How to make Balanzoni with Butter and Sage
- Emmazkitchen
- Sep 28, 2024
- 2 min read
Balanzoni are a traditional dish from Bologna, similar to tortelloni, but with a green pasta made from spinach and filled with a rich mixture of ricotta, mortadella, and Parmesan.

Ingredients
For the fresh pasta:
300 g all-purpose flour
150 g fresh spinach
3 eggs
For the filling:
200 g fresh ricotta cheese
100 g finely chopped mortadella
50 g grated Parmigiano Reggiano
1 egg
A pinch of nutmeg
Salt and pepper to taste
For the sauce:
100 g butter
6-8 fresh sage leaves
Grated Parmigiano Reggiano
Preparation
1. Prepare the pasta
Blanch the spinach in boiling water for a few minutes, then drain and squeeze out the excess water. Chop finely.

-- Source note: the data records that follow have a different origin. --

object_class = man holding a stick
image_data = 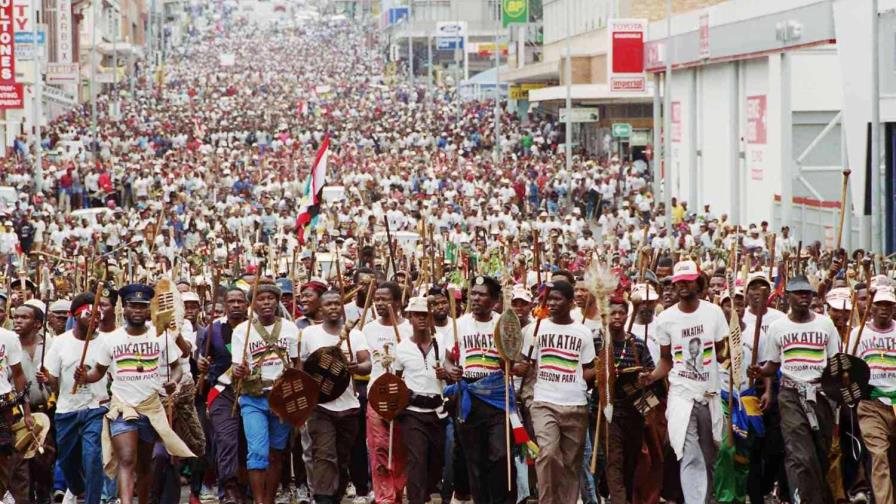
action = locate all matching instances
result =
[231,280,299,504]
[517,280,596,504]
[300,290,371,504]
[75,284,195,504]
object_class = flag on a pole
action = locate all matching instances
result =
[296,136,330,244]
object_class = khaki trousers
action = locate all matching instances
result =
[859,399,896,502]
[530,401,588,504]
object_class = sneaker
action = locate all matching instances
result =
[295,485,312,504]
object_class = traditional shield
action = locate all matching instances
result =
[268,368,320,427]
[302,346,352,404]
[367,373,411,422]
[494,310,523,362]
[821,353,871,406]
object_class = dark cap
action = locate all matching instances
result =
[118,284,156,304]
[785,275,816,294]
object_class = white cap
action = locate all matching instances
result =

On a work surface, create a well with the flour, add the chopped spinach and eggs in the center.
Knead until the dough is smooth and elastic. Wrap the dough in plastic wrap and let it rest for at least 30 minutes.
2. Prepare the filling
In a bowl, mix together the ricotta, mortadella, Parmigiano, egg, a pinch of nutmeg, salt, and pepper.
Stir until the filling is creamy but firm.
3. Roll out and fill the pasta
Roll out the dough using a rolling pin or a pasta machine until it's thin.
Cut the dough into squares of about 8 cm (3 inches).
Place a teaspoon of filling in the center of each square.
Fold each square in half to form a triangle, and seal the edges. Then, fold the two corners towards the center to form the classic Balanzoni shape.
4. Cook and serve
Cook the Balanzoni in plenty of salted boiling water for about 4-5 minutes.
Meanwhile, melt the butter in a pan with the sage leaves until the butter turns golden brown.
Drain the Balanzoni and gently toss them in the butter and sage sauce.
Serve hot with a generous sprinkle of grated Parmigiano Reggiano.